Elle retrace une partie de l’histoire : « la Famine en Algérie » en restauration en France

L’œuvre, retrouvée au musée de Constantine, a été confié à un atelier de Loix sur l’Île de Ré, en France, pour restauration.

C’est une œuvre méconnue. « Famine en Algérie » est un tableau du peintre français, Gustave Guillaumet, qui retrace une partie de l’histoire coloniale en Algérie. L’œuvre, retrouvée au musée de Constantine, a été confié à un atelier de Loix sur l’Île de Ré, en France, pour restauration.

Peinte en 1868, cette œuvre est un des derniers témoignages de la famine qui a frappé l’Algérie il y a 150 ans. La restauration doit être achevée pour le début du mois de juin et l’atelier engage une véritable course contre la montre pour être au rendez-vous d’une rétrospective consacrée à Gustave Guillaumet à La Rochelle.

La restauratrice, Pascale Brenelli s’active pour redonner tout son lustre à cette toile de 3m10 sur 2m30. Elle doit être prête début juin pour le lancement de la rétrospective consacrée à Gustave Guillaumet aux musée des Beaux-Arts de La Rochelle.
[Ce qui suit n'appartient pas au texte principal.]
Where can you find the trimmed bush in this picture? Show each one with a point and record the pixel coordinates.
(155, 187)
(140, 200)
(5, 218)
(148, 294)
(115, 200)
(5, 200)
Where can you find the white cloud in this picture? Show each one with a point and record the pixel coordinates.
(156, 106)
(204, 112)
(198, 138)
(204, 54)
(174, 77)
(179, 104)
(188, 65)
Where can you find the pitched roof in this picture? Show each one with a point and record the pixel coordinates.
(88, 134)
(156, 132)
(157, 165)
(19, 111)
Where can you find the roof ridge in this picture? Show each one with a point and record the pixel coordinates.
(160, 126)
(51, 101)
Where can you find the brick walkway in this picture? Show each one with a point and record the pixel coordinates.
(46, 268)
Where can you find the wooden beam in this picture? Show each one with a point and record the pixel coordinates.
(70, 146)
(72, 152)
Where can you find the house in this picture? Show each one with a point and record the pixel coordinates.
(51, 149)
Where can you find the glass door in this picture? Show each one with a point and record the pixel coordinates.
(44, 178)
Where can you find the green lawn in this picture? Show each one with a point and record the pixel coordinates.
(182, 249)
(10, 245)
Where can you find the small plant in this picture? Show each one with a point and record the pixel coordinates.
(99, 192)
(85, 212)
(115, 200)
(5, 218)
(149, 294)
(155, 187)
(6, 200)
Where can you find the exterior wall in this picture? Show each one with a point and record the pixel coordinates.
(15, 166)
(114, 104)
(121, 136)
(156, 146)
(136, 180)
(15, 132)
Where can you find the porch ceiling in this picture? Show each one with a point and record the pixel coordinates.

Une rétrospective qui rassemblera une centaine d’œuvres du peintre orientaliste.

Pendant trois ans, de 1866 à 1868, l’Algérie, à l’époque sous le joug du colonialisme, a été frappée par une série de catastrophes agricoles. Le cycle de famines qui s’en est suivi a décimé le quart de la population du pays. En peignant ce douloureux épisode de l’époque coloniale, le peintre orientaliste Gustave Guillaumet a fait œuvre d’historien puisque son tableau est un des rares témoignages de cette catastrophe.

Mais l’œuvre est restée méconnue en Algérie. Le travail de sa restauration consiste d’abord enlever le vernis d’origine pour débarrasser l’œuvre de son aspect jaunâtre, dû à l’oxydation et lui redonner ainsi ses couleurs d’origine. Mais ce ne sont pas les seuls dommages infligés à l’œuvre par le temps qui passe. Certaines couleurs ont aussi disparu.

Pascale Brenelli doit donc mastiquer la toile. « Les parties qui n’ont plus de couleurs forment des fractures dans la matière picturale. Le masticage va permettre de redonner une unité à la couche picturale et de tout remettre sur le même niveau », explique la restauratrice.